Tasty n Sons and Tasty n Alder

At John Gorham’s globe-trotting, all-day brunch spot, you’ll find new ways to love eggs: fried with a cheddar biscuit, over-easy atop spicy North African sausage and couscous, or buried in pepper-sauced shakshuka. The restaurant’s downtown sister spot Tasty n Alder carves out its own niche with a famous radicchio lunch salad and family-style dinners—bone marrow boards to
apple-brined pork chops. 

Tanuki

Tanuki is a cave of debauchery, with unbeatable izakaya (Japanese bar food) and a knockout drink list.
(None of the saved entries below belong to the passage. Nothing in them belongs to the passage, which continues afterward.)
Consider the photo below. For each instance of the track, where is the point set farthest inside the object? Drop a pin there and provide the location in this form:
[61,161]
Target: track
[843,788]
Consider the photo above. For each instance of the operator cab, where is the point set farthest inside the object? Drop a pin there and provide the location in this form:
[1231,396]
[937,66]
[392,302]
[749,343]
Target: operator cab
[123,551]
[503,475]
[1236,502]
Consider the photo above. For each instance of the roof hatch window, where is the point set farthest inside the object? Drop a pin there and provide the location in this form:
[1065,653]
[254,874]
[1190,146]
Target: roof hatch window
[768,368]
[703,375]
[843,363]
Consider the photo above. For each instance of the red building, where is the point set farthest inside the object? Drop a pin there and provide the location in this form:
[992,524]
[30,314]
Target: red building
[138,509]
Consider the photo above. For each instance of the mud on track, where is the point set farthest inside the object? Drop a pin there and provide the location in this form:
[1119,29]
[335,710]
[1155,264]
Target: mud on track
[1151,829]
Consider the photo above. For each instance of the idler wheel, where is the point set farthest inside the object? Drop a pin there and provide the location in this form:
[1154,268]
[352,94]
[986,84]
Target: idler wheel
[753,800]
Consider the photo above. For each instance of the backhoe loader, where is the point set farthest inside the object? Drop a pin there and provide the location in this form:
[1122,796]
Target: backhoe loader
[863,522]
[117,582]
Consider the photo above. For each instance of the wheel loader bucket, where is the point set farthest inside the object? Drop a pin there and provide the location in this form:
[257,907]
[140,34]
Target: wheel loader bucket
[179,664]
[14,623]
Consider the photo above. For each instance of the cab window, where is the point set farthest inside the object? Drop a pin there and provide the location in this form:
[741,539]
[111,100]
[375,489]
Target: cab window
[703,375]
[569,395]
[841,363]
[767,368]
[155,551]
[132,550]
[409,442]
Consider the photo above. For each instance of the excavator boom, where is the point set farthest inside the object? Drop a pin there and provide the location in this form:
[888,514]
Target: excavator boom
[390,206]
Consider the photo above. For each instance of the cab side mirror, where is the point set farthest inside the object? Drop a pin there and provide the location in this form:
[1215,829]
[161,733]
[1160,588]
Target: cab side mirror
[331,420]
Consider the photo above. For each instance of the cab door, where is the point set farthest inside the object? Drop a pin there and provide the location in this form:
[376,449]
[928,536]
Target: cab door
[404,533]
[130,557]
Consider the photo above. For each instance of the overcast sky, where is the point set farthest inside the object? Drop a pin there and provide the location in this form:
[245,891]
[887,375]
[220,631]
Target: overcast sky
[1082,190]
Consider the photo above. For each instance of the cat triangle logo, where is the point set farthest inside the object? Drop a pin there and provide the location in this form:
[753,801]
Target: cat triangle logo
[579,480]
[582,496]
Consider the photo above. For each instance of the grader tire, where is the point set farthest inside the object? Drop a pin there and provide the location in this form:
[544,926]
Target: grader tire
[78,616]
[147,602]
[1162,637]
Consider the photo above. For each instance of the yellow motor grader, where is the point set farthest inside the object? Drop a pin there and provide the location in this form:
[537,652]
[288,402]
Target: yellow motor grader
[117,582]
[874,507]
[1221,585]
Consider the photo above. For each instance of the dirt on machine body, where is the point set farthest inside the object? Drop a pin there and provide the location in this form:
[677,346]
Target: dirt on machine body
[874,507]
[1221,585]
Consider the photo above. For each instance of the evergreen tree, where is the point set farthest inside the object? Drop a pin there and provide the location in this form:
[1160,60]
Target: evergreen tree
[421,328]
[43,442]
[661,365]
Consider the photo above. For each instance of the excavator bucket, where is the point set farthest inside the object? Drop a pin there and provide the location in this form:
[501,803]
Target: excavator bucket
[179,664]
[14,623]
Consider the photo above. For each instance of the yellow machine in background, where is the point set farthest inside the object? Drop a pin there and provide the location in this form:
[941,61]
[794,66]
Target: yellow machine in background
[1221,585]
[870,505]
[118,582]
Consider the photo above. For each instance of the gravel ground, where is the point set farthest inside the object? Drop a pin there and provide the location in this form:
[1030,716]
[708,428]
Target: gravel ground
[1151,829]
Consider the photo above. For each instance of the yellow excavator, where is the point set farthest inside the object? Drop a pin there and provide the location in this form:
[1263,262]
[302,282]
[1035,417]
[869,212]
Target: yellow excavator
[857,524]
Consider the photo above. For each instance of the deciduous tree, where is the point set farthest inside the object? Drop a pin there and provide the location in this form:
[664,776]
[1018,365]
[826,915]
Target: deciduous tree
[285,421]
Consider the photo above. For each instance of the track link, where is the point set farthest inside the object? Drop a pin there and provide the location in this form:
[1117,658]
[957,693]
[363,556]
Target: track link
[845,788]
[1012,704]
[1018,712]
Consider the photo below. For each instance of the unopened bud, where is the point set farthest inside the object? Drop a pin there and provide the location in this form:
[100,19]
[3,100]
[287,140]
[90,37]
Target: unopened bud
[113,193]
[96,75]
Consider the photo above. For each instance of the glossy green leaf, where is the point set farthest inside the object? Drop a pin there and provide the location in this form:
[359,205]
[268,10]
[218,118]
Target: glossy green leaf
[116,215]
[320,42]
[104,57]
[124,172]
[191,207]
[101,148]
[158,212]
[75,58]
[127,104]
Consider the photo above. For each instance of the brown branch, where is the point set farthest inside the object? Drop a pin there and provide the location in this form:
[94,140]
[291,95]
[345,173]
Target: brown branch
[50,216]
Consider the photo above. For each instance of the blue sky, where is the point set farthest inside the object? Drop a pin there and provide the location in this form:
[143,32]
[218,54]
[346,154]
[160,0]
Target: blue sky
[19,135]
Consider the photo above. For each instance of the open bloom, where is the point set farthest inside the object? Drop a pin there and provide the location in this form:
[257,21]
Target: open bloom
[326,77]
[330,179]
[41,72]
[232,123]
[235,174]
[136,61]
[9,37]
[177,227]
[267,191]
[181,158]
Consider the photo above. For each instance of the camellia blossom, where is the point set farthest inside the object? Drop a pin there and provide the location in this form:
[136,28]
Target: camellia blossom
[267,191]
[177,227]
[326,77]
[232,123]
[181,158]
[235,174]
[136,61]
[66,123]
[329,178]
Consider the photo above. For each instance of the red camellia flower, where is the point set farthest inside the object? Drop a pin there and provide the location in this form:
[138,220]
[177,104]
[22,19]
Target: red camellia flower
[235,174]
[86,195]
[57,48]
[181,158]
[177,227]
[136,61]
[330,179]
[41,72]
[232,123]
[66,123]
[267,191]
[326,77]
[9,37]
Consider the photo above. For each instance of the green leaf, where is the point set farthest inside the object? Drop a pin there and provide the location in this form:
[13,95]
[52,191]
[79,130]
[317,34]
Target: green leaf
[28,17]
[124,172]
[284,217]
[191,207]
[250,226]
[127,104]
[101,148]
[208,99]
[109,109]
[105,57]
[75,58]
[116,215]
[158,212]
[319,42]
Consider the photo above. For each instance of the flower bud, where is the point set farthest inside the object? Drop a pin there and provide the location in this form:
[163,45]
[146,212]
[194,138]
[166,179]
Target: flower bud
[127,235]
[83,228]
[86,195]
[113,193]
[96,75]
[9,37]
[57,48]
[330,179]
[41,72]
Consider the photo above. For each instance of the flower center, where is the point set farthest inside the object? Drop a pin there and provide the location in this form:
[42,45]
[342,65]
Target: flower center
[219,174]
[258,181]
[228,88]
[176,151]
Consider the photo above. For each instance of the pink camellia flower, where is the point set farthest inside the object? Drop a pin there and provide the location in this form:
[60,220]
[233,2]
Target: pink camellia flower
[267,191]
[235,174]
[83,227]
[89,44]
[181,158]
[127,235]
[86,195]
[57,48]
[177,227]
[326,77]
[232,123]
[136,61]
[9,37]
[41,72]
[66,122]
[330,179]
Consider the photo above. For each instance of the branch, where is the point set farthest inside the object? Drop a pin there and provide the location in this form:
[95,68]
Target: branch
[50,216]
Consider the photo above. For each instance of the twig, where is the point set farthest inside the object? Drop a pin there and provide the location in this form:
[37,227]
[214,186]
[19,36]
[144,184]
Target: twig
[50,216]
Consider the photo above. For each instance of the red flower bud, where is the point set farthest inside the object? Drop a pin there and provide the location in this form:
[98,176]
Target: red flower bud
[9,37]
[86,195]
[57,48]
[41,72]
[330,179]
Order omakase: you name the price, and chef-owner Janis Martin will unleash a parade of spicy, salty, and sometimes unidentifiable plates for the whole table, from cinnamon-spiked, tea-stained quail eggs to Netarts oysters under an avalanche of shaved kimchi ice.

Tusk

Tusk's Joshua McFadden and Sam Smith are our 2017 Chefs of the Year. Read more here.

Xico

Oaxaca is represented at Xico—but so is Oregon: playful notes, purist notions, and fresh-ground masa fill out a room that feels like a beach hut with pearls. Don’t miss a crispy, smoldering mass of chile-glazed chips with cotija cheese or slow-roasted goat barbacoa. It’s a natural match for Xico’s mezcal flights, which range from educational to life-changing.